On a double valve stack, the tubing (or retubing) is effected at the end of rebuilding, when we know the valves and pneumatics all work.

This is another task which is pretty straightforward, but still needs a degree of care and planning.
It’s a question of both cosmetics and functionality.
If the tubing is stretched too tight, it may kink near the nipples or come off prematurely.
If it is too loose, it may kink on itself, or get caught in the piano action backchecks.
So, get it in the Goldilocks zone, and make it “just right” in terms of function and appearance.

The smaller size from the tracker bar to the nipple board (piano notes) and to the shifter valve box are usually size 9/64″ inner diameter. The expression and supply lines may be a larger diameter size like 3/16″, 7/32″ and so on. Measure the tubing based on the nipple fitting on which it will need to live. And note that while tracker bar tubing is generally sold in 100′ lengths, you actually need at least 140′ to complete a whole stack – ask me how I know this!

Tubing the stack nipples to the tracker bar. A note that the top row of tracker bar nipples corresponds to the even numbered notes of the stack, helps keep me on track (to avoid mistakenly skipping a nipple)
Stack tubing done!

The tube or hose should be barely snug on its fitting; enough so that it will not fall off accidentally, but not tight to the extent that you have to use a lot of force to push it on. For smaller diameter tubing (e.g. tracker bar), what helps is a bit of lubricant when trying to get it in place. A liquid polymer used for piano work, will serve well for this application, or failing that, good old human spit also does the job! This makes the job easier, and also safer for the piano, as it is not so difficult to inadvertently bend or break the long and delicate nipples on the back of the tracker bar. This preventable scenario is to be avoided!

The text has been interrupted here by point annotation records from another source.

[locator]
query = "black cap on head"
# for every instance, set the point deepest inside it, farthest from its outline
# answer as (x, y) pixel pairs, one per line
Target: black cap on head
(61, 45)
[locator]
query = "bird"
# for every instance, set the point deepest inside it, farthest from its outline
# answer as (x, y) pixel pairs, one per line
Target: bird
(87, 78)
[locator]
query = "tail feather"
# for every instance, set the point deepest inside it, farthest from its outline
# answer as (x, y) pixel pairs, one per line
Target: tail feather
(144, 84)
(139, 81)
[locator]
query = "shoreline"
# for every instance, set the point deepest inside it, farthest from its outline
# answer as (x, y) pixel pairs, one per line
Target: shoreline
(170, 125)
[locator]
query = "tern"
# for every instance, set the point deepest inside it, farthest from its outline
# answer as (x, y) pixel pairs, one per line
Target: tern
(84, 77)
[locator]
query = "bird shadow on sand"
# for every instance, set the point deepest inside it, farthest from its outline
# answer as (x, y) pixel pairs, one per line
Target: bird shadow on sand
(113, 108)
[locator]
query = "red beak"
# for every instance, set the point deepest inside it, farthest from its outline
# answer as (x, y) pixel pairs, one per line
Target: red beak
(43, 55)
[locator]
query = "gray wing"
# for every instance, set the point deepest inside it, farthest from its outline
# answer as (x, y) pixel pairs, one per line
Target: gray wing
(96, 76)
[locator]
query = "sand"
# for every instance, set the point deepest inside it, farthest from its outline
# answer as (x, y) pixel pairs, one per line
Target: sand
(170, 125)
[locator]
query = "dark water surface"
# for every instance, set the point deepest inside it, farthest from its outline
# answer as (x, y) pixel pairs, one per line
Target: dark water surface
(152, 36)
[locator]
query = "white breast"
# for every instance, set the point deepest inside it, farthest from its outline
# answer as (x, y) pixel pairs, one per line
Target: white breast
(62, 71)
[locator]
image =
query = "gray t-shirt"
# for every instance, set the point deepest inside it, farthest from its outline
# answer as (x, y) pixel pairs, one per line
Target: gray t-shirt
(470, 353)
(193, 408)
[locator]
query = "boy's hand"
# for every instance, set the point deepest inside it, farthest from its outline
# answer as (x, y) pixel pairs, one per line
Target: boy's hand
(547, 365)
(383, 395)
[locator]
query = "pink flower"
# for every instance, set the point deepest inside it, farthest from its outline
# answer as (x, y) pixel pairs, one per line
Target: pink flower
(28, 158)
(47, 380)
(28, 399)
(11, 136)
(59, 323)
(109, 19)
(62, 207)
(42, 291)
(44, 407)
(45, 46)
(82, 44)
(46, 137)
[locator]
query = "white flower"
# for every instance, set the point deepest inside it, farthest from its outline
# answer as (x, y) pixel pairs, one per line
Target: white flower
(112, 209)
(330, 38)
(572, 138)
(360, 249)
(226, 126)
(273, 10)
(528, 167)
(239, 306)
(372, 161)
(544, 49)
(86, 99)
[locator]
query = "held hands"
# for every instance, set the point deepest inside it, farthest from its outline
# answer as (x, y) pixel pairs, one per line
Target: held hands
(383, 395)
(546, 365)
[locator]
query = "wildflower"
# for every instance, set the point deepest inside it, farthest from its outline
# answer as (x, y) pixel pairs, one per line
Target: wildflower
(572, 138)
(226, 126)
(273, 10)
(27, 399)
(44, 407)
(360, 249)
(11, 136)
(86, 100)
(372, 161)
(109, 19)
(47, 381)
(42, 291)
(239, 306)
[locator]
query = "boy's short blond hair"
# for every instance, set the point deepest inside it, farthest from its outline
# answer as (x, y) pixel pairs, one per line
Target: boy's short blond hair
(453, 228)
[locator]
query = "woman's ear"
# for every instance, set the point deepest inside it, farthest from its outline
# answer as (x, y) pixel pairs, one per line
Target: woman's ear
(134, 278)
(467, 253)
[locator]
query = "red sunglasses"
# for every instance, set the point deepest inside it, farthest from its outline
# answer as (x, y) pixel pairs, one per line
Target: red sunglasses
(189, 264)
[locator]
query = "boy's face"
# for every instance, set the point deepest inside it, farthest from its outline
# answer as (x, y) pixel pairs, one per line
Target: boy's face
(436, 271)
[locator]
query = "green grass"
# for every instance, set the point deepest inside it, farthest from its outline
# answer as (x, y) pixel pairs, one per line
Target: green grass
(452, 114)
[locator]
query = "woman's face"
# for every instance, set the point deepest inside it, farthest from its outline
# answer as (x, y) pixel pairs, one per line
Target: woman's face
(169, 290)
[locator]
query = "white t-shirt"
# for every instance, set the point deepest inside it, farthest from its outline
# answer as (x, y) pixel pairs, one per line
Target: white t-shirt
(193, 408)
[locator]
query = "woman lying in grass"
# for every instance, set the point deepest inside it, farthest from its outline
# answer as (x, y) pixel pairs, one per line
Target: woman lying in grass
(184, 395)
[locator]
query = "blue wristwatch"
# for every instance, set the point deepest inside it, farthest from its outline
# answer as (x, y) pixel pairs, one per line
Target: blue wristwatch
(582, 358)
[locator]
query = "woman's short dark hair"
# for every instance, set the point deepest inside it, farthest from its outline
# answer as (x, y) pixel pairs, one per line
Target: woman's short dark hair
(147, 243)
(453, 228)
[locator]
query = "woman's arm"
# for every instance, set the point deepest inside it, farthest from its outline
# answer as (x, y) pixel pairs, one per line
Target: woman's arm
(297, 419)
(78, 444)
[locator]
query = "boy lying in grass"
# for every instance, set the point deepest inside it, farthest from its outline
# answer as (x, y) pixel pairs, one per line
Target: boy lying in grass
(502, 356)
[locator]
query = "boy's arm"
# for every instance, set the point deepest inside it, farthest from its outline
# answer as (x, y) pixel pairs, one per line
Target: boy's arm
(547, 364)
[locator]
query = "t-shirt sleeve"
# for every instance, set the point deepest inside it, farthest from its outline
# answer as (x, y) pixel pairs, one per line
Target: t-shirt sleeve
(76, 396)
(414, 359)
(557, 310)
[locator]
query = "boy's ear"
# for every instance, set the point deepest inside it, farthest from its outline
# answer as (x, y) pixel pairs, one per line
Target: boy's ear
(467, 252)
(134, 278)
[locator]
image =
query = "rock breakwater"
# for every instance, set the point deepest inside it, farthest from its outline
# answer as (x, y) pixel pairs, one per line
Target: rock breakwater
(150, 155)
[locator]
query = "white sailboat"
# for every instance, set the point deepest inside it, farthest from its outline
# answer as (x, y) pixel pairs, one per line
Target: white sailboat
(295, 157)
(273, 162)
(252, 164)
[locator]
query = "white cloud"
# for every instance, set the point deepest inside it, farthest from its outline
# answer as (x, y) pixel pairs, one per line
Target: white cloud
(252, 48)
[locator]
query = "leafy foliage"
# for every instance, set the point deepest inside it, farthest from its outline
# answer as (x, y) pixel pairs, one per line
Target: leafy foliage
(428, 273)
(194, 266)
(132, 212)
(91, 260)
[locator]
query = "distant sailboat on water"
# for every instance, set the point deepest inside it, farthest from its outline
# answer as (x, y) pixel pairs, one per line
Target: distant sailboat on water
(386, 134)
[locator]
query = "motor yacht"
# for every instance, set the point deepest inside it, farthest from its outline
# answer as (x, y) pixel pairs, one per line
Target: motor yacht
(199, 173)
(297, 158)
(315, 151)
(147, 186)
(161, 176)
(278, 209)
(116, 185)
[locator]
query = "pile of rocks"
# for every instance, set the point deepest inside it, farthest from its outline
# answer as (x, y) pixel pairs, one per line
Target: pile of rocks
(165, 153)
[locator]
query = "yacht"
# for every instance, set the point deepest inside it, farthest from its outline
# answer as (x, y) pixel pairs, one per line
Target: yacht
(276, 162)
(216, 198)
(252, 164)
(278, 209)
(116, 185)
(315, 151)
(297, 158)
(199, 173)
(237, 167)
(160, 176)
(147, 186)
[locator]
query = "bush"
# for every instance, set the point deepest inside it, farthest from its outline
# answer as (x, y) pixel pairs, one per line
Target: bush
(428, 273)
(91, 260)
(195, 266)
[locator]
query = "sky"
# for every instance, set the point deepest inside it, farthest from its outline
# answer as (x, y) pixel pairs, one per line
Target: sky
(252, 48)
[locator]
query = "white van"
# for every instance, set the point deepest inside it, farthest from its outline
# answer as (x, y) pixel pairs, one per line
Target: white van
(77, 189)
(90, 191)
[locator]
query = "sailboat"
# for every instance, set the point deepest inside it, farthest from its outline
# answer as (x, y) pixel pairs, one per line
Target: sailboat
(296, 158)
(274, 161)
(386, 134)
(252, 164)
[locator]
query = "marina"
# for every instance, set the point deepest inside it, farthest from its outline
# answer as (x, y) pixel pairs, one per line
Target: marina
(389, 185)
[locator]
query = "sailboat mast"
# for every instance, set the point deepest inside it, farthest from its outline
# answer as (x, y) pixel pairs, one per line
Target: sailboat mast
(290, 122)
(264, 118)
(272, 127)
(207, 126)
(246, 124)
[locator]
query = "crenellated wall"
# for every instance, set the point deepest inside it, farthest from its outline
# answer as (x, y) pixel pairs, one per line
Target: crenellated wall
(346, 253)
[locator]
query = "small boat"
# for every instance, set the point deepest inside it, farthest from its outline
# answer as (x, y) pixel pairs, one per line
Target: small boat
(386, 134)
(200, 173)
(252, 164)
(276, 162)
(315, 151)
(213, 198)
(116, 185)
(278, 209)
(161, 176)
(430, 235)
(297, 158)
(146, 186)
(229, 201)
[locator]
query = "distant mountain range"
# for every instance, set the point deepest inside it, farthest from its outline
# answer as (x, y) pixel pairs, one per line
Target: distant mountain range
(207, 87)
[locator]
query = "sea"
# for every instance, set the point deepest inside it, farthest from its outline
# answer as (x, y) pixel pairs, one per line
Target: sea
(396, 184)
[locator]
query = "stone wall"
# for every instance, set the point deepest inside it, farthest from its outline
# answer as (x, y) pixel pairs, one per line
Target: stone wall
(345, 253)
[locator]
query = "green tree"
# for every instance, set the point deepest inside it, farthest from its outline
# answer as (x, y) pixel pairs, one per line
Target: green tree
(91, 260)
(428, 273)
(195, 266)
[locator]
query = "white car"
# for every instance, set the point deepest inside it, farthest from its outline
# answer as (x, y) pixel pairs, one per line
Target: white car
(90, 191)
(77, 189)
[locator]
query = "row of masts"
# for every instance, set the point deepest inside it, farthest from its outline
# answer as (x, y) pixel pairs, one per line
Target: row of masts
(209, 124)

In the event that your stack still has the original lead tubing, and said tubing is still in good condition (not deteriorated or crumbling), it can continue to serve if you feel it is safe to do so. If there are problems or damage that are evident, it’s really best to replace wholesale with neoprene tubing (again, working safely with the lead), instead of trying to do extensive and uncertain repairs to the old lead tubing.

Once everything is back together, it’s time for the final bench test of the stack. Hook up your suction supply to the stack and shifter device, with a vacuum gauge for calibration. Put a music roll in the spool box and wind it down onto the takeup spool. If you have a diagnostic test roll, this is an ideal choice. Testing the notes sequentially will help identify problems quickly and accurately. Fire up the suction and manually advance the transmission gear so that the roll plays through its notes. Make sure to check which note is the first on the roll — not all test rolls play 88 notes!

As before, if all notes work well, with good actuation and repeating, at various “tempi” (feed rate of the music roll), and if the shifter device keeps the paper tracking as it is supposed to, and you can do all this at 7″ of IWC suction, you are in good shape!

Here once again is Bruce Newman demonstrating what a properly restored stack looks like on the bench.

If you haven’t done so, finish assembling the spool box and any other components, to get the stack ready for its new home in the piano.

Before putting stack back in, this is the time to address any outstanding issues with the piano. Give the piano a good tuning, and voicing, if necessary. Double check the regulation and performance of the piano action. You can also check the functionality and regulation of the pedal pneumatic at this time, since it is easier to make those adjustments now.